# vatio, watio, watt



## lilicolibri

Hola a todos y todas!

Mi pregunta es la siguiente: que es lo que se usa más entre estas tres palabras: vatio, watio y watt, en España y en América Latina?

Gracias por sus respuestas!


----------



## blasita

Hola:

En España: *vatio*. Creo que además, en general y sin contexto, es la forma correcta de expresarlo en español, pero vamos a ver lo que dicen nuestros amigos de América.

Saludos.


----------



## Vampiro

Watt, por acá.
Vatio se entiende y se puede leer por ahí en alguna parte, pero "watio" es un engendro que no debería existir.  Afortunadamente no me ha tocado verlo ni revisar ningún documento que lo incluya.
Saludos.
_


----------



## blasita

Sí, estoy de acuerdo en que _watio_ es incorrecto, Vampiro. Un saludo.


----------



## Jonno

blasita said:


> Creo que además, en general y sin contexto, es la forma correcta de expresarlo en español, pero vamos a ver lo que dicen nuestros amigos de América.



El DRAE recoge tanto vatio como watt (watio no, claro). Así que "correctos" serían ambos, aunque _watt_ lo pone en cursiva


----------



## blasita

Jonno said:


> El DRAE recoge tanto vatio como watt (watio no, claro). Así que "correctos" serían ambos, aunque _watt_ lo pone en cursiva


 Hola, Jonno:

Muchas gracias por tu comentario. No tenía yo tan claro que la RAE lo aceptara, pero es que no me funcionaba la página web del DRAE y no lo podía comprobar. Sí, yo creo que lo considera un anglicismo, de ahí la cursiva. Pero es bueno saber que se incluye en el DRAE y que, por lo tanto, es correcto.

Un saludo.


----------



## Nipnip

En México watts es lo corriente, pero en la academía se utiliza siempre vatios.


----------



## lilicolibri

Gracias a todos por sus respuestas!
Quedaré con watts, que es más universal...


----------



## lospazio

A mí me parece que las unidades que recuerdan nombres de científicos deberían conservar siempre su forma original. De otro modo se desnaturaliza el propósito de su designación, ya que es difícil ver el nombre de Joule en _julio_ o el de Watt en _vatio_.


----------



## Jaime Bien

Yo estoy acostumbrado a *vatios*, voltios, culombios, amperios, ohmios, faradios, newtons, julios, teslas, hercios, pascales, etc. No sé de qué depende que se imponga uno u otro, pero, repito, es a lo que yo estoy acostumbrado. Y me parece bien así, pues al tratarse de unidades comunes, veo bien que se hayan españolizado.


----------



## Vampiro

Jaime Bien said:


> Yo estoy acostumbrado a *vatios*, voltios, culombios, amperios, ohmios, faradios, newtons, julios, teslas, hercios, pascales, etc. No sé de qué depende que se imponga uno u otro, pero, repito, es a lo que yo estoy acostumbrado. Y me parece bien así, pues al tratarse de unidades comunes, veo bien que se hayan españolizado.
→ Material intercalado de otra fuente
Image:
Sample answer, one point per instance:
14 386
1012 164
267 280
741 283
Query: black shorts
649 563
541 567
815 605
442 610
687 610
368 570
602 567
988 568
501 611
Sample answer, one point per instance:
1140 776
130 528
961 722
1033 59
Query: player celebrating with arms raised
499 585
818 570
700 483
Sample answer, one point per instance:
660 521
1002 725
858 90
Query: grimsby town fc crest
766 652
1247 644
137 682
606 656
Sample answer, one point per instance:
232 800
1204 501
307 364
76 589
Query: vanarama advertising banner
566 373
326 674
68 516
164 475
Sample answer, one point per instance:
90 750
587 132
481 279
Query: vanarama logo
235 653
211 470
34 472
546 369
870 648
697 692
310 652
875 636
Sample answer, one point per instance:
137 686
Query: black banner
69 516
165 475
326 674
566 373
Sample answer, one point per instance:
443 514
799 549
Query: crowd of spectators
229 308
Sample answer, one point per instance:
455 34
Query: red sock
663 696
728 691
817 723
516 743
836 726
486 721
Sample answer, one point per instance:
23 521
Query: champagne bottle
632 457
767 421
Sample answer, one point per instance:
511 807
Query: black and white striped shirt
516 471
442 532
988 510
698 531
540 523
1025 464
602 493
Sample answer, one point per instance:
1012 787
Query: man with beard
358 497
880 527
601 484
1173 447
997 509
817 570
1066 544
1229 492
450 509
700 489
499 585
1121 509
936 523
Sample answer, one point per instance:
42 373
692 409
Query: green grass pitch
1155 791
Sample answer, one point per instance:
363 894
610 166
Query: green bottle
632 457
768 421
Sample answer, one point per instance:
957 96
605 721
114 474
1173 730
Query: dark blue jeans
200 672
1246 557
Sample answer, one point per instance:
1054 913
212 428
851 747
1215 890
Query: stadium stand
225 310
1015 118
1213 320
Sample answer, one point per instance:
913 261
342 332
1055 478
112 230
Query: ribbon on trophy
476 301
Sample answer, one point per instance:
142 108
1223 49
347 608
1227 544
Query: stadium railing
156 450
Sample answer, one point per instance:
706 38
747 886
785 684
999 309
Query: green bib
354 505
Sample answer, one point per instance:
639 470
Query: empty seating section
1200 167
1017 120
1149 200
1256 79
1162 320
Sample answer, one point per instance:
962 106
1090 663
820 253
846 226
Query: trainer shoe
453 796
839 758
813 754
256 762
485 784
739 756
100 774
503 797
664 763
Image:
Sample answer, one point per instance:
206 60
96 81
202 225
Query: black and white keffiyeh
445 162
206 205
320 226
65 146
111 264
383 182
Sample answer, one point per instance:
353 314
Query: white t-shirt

Pero son unidades comunes en todo el mundo, por lo tanto de españolizarlas naca la pirisnaca, la denominación debería ser única.  ¿Cuál es la versión local para Watt en Pakistán o en Senegal?
Estamos hablando de cosas técnicas, NO PUEDEN prestarse a malos entendidos o ambigüedades, la seguridad de las personas está de por medio.
Afortunadamente los símbolos son únicos y se respetan, de lo contrario es mejor que Dios nos pille confesados.
Saludos.
_


----------



## Jaime Bien

Y cuando hablemos en inglés para comunicarnos internacionalmente, utilizaremos el nombre de las unidades en este idioma, pero cuando hablemos entre nosotros, ¿qué necesidad hay? Y en cuanto a los símbolos del sistema métrico decimal, esos sí son comunes, por más que a la "J" yo la llame julio.


----------



## Erreconerre

lilicolibri said:


> Hola a todos y todas!
> 
> Mi pregunta es la siguiente: que es lo que se usa más entre estas tres palabras: vatio, watio y watt, en España y en América Latina?
> 
> Gracias por sus respuestas!



Por aquí se usa el watt: 
un foco de horno consume unos 20 watts.

El promocional de una radiodifusora local dice: 
Radio equis, diez mil watts de potencia en el aire.

Aunque, me parece, es mejor usar la voz castellanizada vatio; y diez kilovatios, en lugar de diez mil watts.


----------



## Vampiro

Jaime Bien said:


> Y cuando hablemos en inglés para comunicarnos internacionalmente, utilizaremos el nombre de las unidades en este idioma, pero cuando hablemos entre nosotros, ¿qué necesidad hay? Y en cuanto a los símbolos del sistema métrico decimal, esos sí son comunes, por más que a la "J" yo la llame julio.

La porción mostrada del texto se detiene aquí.